I’m writing this article in an attempt to answer the question.
“The Maricopa County Sheriff’s Cold Case Posse” is registered with the State of Arizona since 2006 as a non-profit corporation with Mike Zullo as its registered agent. They are also registered with the Internal Revenue Service as a 501(c)(3), an organization eligible to receive tax-deductible contributions (commonly called a “charity.”) Their EIN is 01-0877871.
Arizona statute 44-6551 says:
In this article, unless the context otherwise requires:
1. "Charitable organization" means either of the following:
(a) A person determined by the internal revenue service to be a tax exempt organization pursuant to section 501(c)(3) of the internal revenue code.
So the Cold Case Posse is a charity, both federal and state.
Why do I ask this question? I always thought that charities had to file things that the public could look at, and I certainly am interested in the financial doings of the Cold Case Posse. Usually a charity puts its financial statements in plain sight, on their web site, for example. I checked the Cold Case Posse’s web site. I looked on the Arizona Secretary of State’s web site and I couldn’t find that the Cold Case Posse was even listed as a charity there. Should they be?
Arizona statute 44-6552 states that charities must register:
44-6552. Charitable organizations; registration; late registration penalty
A. Except as provided in subsection E of this section and section 44-6553, before soliciting its first contribution, whether through a contracted fund raiser or otherwise, a charitable organization shall file a registration statement with the secretary of state in a format prescribed and adopted by the secretary of state by rule.
Under the statute, “soliciting” includes “a request of any kind for a contribution.” I think a donate button on a web site counts as a solicitation.
Subsection E doesn’t seem to apply, but 44-6553 is interesting:
The following are exempt from the registration requirements prescribed in section 44-6552:
1. This state or any counties or municipalities of this state or their agencies.
So, is the Cold Case Posse a “county agency?” It certainly has that implied by its name, but the corporate registration states that its business type is “CIVIC” and not government. I’m not an expert on Arizona law, but it certainly seems to me that the Cold Case Posse is delinquent in filing as a charity with the State of Arizona.
Charities must also file IRS Form 990 on an annual basis, and the public disclosure rule requires that the most recent 3 filings be made available for public inspection. From what I can tell, if the Cold Case Posse filed form 990 with the IRS in 2012, it would be listed be listed at Pro Publica, but I couldn’t find it, and Pro Publica appears to have a comprehensive list (the IRS provides a database of filers to press organizations). Other MSCO posse listings are there. Charities with incomes under $25,000 may file Form 990-N, but I verified at the IRS web site that the CCP hasn’t filed that.
There are exemptions to IRS filing requirements for “governmental units and affiliates of governmental units.” Those exemptions are detailed in Rev. Proc. 95-48, 1995-2 C.B. 418. In determining whether an organization is an affiliate of a governmental unit, the following factors are considered (my notes in blue in reference to the Cold Case Posse Articles of Incorporation).

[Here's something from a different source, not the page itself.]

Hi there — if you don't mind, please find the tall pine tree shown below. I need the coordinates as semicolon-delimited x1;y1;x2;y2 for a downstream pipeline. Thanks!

The organization was created by one or more governmental units, organizations that are affiliates of governmental units, or public officials acting in their official capacity. The articles say that it is “an association of a number of citizens … who have associated together.”
The organization’s support is received principally from taxes, tolls, fines, government appropriations, or fees collected pursuant to statutory authority. Amounts received as government grants or other contract payments are not qualifying support under this paragraph. The Cold Case Posse web site says: “We are awarded no tax dollars.”

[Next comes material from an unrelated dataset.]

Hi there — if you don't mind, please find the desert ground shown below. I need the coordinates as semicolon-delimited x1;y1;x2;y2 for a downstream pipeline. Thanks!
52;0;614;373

The organization is financially accountable to one or more governmental units. This factor is present if the organization is (i) required to report to governmental unit(s), at least annually, information comparable to that required by Form 990; and (ii) is subject to financial audit by the governmental unit(s) to which it reports. A report submitted voluntarily by the organization does not satisfy clause (i). Also, reports and audits pursuant to government grants or other contracts do not alone satisfy this paragraph (c). The CCP articles do not contain any language about financial accountability to any governmental unit. Note that “voluntary reports” do not satisfy the requirement.
One or more governmental units, or organizations that are affiliates of governmental units, exercise control over, or oversee, some or all of the organization’s expenditures (although it is not financially accountable to governmental units as described in paragraph (c) of this section). The CCP articles talk about being a “loyal member of the Sheriff’s Posse” and to work on “an agreed upon investigation plan” (it doesn’t say who has to agree), but there’s no mention of financial oversight.
If the organization is dissolved, its assets will (by reason of a provision in its articles of organization or by operation of law) be distributed to one or more governmental units, or organizations that are affiliates of governmental units within the meaning of section 4 of this revenue procedure. The CCP articles say that upon dissolution, any residual funds will be given to charity.
This is going to take some more digging.